Shaab Shear East & Al Kahfain
This is a slightly crescent shaped reef stretching on an east-west axis where dives are made on both ends. To the north of the reef the wreck after Al Kahfain, a 115m long 6000 ton Ro-Ro car- and passenger ferry, built by Camell Laird in 1967 at Birkenhead for the Belfast Steamship Co Ltd. Her final voyage started Nov 22nd 2005 when Al Kahfain left Hurghada heading for Jeddah. At Shedwan Island a fire started in the engine room and spread up through the superstructure. The crew abandoned ship and was picked up by passing vessels. One crewman was injured but the total number of crew; 58, survived.
There was an attempt to tow Al Kahfain to safety but she capsized and drifted all the way to Shaab Sheer where she sank and is now resting on her starboard side on a narrow shelf at a depth of 25 metres, accumulating to the increasing list of large ferry wrecks in the area.

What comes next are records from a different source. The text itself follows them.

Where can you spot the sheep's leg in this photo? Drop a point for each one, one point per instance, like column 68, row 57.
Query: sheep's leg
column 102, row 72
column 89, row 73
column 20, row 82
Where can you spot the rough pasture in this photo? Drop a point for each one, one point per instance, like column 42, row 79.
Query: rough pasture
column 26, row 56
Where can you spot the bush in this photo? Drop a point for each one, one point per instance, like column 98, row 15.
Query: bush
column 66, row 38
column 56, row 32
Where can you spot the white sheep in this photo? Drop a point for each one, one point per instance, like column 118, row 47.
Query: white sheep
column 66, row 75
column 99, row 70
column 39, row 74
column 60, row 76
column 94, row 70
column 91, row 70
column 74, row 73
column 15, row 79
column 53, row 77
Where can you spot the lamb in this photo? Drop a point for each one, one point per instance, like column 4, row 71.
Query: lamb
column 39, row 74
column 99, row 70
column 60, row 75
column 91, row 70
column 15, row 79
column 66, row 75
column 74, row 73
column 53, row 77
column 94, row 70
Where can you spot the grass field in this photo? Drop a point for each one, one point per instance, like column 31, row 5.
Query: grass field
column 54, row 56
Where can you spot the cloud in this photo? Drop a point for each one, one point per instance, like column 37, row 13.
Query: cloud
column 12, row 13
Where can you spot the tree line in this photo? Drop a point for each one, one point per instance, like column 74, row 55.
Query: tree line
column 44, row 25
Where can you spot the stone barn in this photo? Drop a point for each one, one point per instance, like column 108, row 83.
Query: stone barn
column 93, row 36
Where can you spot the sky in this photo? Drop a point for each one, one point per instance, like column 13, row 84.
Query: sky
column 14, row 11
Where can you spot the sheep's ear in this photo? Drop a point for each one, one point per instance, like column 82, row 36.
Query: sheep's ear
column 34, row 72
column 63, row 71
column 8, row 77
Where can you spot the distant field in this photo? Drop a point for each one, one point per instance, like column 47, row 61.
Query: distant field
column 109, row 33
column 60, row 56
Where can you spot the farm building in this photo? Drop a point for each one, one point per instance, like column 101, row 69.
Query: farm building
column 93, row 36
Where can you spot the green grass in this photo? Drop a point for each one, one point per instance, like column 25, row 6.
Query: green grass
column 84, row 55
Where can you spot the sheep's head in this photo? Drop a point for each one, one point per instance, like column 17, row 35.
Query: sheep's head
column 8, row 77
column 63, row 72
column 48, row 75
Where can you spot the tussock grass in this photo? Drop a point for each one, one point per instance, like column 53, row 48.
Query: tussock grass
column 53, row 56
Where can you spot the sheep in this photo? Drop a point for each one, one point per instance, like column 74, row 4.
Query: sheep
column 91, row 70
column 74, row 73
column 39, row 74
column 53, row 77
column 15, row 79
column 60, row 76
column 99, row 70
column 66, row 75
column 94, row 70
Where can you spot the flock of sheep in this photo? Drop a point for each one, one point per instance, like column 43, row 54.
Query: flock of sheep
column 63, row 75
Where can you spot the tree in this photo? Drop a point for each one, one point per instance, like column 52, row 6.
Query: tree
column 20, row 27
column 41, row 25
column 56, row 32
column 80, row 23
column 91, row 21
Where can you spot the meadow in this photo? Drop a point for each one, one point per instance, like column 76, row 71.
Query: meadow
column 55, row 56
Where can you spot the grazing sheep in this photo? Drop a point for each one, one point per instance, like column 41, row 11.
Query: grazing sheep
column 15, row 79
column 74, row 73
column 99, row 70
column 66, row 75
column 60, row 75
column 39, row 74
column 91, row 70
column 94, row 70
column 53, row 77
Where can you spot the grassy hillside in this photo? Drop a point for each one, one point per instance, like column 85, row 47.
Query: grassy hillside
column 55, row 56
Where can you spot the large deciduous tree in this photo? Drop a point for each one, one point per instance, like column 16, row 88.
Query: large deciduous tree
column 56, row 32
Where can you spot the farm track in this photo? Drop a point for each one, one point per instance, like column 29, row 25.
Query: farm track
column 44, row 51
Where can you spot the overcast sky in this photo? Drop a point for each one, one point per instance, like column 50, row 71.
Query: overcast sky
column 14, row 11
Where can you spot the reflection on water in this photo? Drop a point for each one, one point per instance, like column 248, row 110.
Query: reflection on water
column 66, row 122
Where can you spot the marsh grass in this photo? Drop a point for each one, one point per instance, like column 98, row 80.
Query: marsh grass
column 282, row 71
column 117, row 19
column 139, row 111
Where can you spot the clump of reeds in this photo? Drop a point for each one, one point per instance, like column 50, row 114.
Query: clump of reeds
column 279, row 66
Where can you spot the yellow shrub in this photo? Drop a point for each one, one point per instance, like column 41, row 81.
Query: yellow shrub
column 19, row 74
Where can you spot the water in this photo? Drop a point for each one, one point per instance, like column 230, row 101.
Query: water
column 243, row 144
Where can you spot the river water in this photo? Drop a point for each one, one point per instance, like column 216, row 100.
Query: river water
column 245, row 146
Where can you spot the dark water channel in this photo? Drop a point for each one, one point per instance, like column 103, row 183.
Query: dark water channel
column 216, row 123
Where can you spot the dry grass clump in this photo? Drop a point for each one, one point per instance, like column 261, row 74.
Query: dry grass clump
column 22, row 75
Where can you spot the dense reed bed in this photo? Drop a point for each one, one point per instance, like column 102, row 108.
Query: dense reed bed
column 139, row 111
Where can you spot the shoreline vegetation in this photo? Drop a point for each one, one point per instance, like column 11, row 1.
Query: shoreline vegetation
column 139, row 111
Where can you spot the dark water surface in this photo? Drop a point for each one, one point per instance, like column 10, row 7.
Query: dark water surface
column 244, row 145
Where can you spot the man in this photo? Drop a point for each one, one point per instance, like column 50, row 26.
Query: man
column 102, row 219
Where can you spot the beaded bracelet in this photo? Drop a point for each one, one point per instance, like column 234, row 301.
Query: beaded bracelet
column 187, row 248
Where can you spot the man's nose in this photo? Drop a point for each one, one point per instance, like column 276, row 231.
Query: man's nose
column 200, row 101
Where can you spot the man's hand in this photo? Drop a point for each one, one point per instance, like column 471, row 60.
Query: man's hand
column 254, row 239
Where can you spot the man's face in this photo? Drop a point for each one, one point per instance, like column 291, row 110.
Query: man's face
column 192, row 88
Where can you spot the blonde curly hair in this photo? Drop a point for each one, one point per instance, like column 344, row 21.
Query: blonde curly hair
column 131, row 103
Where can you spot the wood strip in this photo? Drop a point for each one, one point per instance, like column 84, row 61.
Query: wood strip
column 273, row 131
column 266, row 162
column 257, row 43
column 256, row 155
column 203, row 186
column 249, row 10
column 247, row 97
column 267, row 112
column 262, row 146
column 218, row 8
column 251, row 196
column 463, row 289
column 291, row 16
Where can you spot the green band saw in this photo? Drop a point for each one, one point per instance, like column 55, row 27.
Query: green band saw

You need good conditions to dive the Al Kahfain. The site is exposed to wind and waves that sometimes make it impossible to get the Zodiac all the way to the wreck. On a good day it’s an easy dive though, and you are likely to make it all the way back to the mooring on the south side. Roll in at the bow section of the wreck and you descend above the keel as the wreck is resting more or less upside down. However, the hull has split along the waterline and the portside is bent out in a bizarre angle. It is possible to penetrate all along the wreck but the superstructure is collapsing and the walls crinkle, which is not giving a perfectly stable impression. The funnel is submerged in the bottom and davits are scattered all over the seabed. Just before you reach the stern with the huge “backdoor”, the hull has split in two leaving a gap between the stern and the rest of the wreck. This area is unstable and you can hear metal squeaking as the two parts of the wreck grind against each other. Stay way cleat of narrow passages and sharp edges! When you’re done with your wreck exploration, you continue east with the reef on your right shoulder. As you arrive at the corner of the reef you find yourself swimming over a stunning coral garden that cascades down from the shallows to the seabed at around 16 metres. Huge dome corals form a slant that you follow around to the south side. Here you check your air and chose to either take the short cut through the lovely channel or the slightly longer stretch around the pinnacles.